Kapteyn, Jacobus Cornelius

Kapteyn, Jacobus Cornelius

(yäkō`bəs kôrnā`lēəs käptīn`), 1851–1922, Dutch astronomer. He was an authority on the Milky Way, of which he made notable statistical studies; he constructed a model of the galaxy known as the "Kapteyn universe." He computed the positions of the stars of the Southern Hemisphere photographed by Sir David Gill and in 1904 announced the discovery of two streams of stars moving in opposite directions in the plane of the Milky Way.

Kapteyn, Jacobus Cornelius

 

Born Jan. 19, 1851, in Barneveld; died June 18, 1922, in Amsterdam. Dutch astronomer; specialist in stellar astronomy.

Kapteyn received the doctor of philosophy degree in 1875 from the University of Utrecht.

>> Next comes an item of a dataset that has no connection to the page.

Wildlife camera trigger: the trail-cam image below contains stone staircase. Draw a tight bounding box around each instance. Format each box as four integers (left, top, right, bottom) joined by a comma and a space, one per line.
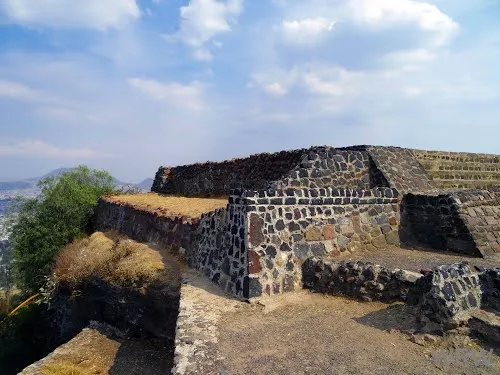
413, 150, 500, 189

From 1875 to 1878 he worked at the University of Leiden. He also worked at the University of Groningen, where he became a professor in 1878. From 1896 to 1900, Kapteyn published a survey catalog of 454, 875 stars of the southern sky, compiled on the basis of a large amount of photographic material. In 1906 he worked out a plan for investigating the stellar sky by means of studying 206 selected areas evenly distributed throughout the sky. In 1904 he proposed a theory according to which the motions of the stars with respect to each other (the peculiar motions of stars) are not random but prefer two opposite directions in space (a theory that has not been confirmed). He worked out a number of methods for statistically studying the Milky Way Galaxy.

REFERENCE

Hertzsprung, M. H. /. C. Kapteyn, zijn leven en werken. Groningen, 1928.